A waveguide model playing controllable legato notes. Move the "note" slider to control the notes.

Experiment: Wildlife

When exploring waveguide synthesis, it's useful to have mental models and simplifications to work with. One such insight is to imagine that the looped delay line provides an infinite number of harmonics of its base frequency, some having more weight than others. Without any filters, the weights of harmonics are based on their harmonic distance: the simplest fractions, such as the fundamental, are the heaviest. This weight determines which harmonics are more likely to resonate, with the lighter ones generally being softer or absent (this is probabilistic when the exciter is based on noise). By adding filters into the loop, we shape the spectrum of those weights. When crossfading multiple delays in the loop, we intersect the spectra of their weighted harmonics.

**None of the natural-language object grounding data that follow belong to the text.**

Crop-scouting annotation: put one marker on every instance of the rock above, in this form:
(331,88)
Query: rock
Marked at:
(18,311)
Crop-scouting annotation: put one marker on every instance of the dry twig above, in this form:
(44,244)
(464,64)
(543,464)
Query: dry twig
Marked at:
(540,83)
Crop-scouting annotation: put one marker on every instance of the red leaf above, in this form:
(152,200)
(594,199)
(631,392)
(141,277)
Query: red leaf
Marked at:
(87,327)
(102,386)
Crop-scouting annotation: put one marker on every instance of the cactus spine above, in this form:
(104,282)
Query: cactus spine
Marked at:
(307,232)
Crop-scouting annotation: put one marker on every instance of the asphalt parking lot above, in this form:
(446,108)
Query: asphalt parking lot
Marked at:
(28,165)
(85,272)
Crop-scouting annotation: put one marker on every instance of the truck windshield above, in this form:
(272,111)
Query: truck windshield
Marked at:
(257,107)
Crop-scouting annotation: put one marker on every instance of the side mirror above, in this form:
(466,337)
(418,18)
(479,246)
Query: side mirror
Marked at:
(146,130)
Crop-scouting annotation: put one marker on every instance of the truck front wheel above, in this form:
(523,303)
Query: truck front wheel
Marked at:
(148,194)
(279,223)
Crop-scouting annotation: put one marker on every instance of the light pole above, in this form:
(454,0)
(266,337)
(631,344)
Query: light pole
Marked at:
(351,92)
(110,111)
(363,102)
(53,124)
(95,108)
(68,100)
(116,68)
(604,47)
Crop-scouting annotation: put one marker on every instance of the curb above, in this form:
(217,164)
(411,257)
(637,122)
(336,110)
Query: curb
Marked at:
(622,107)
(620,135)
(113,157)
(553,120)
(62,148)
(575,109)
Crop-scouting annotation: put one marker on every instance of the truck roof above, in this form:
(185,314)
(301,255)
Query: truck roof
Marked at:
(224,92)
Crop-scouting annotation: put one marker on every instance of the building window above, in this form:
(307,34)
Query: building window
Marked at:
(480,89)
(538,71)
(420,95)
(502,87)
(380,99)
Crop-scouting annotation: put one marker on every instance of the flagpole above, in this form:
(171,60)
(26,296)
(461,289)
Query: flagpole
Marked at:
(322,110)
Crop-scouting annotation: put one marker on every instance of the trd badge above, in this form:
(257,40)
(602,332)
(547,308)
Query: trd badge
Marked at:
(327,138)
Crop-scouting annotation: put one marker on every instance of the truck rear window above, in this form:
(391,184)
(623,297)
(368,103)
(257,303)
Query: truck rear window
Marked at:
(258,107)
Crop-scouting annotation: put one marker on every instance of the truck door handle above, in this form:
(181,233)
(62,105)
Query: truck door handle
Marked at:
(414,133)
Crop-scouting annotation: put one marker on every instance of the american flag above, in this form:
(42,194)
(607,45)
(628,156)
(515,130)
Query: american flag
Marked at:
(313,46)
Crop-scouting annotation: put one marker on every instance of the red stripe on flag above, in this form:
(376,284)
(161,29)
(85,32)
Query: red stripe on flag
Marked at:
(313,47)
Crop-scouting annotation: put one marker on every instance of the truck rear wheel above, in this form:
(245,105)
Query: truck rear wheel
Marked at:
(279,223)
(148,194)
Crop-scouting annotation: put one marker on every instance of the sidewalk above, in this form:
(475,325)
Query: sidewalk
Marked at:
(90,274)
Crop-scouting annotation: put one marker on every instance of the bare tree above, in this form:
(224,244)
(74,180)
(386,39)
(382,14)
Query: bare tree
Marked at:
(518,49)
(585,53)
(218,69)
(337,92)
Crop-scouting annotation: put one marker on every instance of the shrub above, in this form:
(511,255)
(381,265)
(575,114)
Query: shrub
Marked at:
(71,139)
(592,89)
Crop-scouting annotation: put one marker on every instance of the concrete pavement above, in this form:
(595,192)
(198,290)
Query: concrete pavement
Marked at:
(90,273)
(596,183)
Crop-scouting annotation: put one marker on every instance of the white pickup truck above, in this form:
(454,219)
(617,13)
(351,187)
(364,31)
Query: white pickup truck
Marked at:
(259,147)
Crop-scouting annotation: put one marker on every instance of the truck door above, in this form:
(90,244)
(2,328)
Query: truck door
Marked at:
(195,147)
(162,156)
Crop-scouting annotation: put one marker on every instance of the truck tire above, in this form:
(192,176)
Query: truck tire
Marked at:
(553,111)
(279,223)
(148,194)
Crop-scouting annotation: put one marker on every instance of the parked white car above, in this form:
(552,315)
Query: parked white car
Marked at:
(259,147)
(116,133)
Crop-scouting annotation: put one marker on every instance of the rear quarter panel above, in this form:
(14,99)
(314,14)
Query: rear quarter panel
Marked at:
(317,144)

However, complex filtering in the loop means the final pitch of the model will be much harder to control. One practical solution is to play along with it, since these pitch fluctuations can be satisfyingly organic, especially when the context is not musical. This is, I believe, how pitch is handled in some xoxos instruments such as Fauna and Elder Thing. In the following example, the same approach is used to create organic animal calls. There are two parallel bandpass filters in the loop, one of which has three times the frequency of the other.

What animal is this?

Experiment: Harmonic Flute

The following example simulates the higher registers of a flute by means of a bandpass crossfaded with a lowpass in the loop, making the pitch harder to predict. Despite this, an attempt is made to keep the final pitch in tune with the original intended pitch. We use the same formula introduced in the above section Controlling the Pitch, with one modification: $f_c$ is now the sum of the frequencies of both filters.

Flute model with exaggerated higher registers.

Implementation Details

Commonly used waveguide forms.

Form A above is commonly found in educational material, because it's the one that directly matches the physical model. However, it should generally not be used in practice. Instead, we've been using the simplified form B, which is obtained by changing the point at which the delay loop is sampled, then combining delays inside the loop. More generally, the input and output points as well as the order of elements inside the delay loop can often be modified with no audible difference, even if the model is not exactly equivalent. Form C is particularly useful when low latency is required.

Delay Line Sampling and Interpolation

Digital delay lines are made of discrete samples, but we need to read them at arbitrary time points between samples. There are a few possible solutions to this:

  • Rounding the delay length to the nearest exact sample. This will cause the model to be detuned, especially at common sampling rates and higher pitches, where a difference of half a sample is easily perceptible.
  • Sampling the delay line with linear interpolation. This will cause undesirably different timbres depending on which note is being played. Delay lengths that are far from integer values will cause an audible filtering and shorter decay.
  • Polynomial interpolation. This is the simplest solution to give an acceptable result, and is used in all the examples above. Interpolating over four samples tends to be sufficient for musical purposes.
  • Resampling the delay loop. A more unusual solution, where we use a fixed or rounded delay length, but we process the entire delay loop at a different samplerate than the final output. This way, interpolation artifacts are not amplified by the delay loop. The ratio between the samplerates is sometimes called the time step.

DC in the loop

When experimenting with looped delay lines, the output will sometimes seem to paradoxically vanish at high feedback values. This is usually due to DC offset, that is, any slight positive or negative average offset gets amplified inside the loop until the signal gets squashed. This arises when using non-linearities with too much slope at the origin, that is $|\mathrm{NL}'(0)| > 1$, assuming $\mathrm{NL}$ includes the feedback. The simplest solution is to use a high-pass filter in the loop. In the above examples, a one-pole 30Hz high pass filter is used.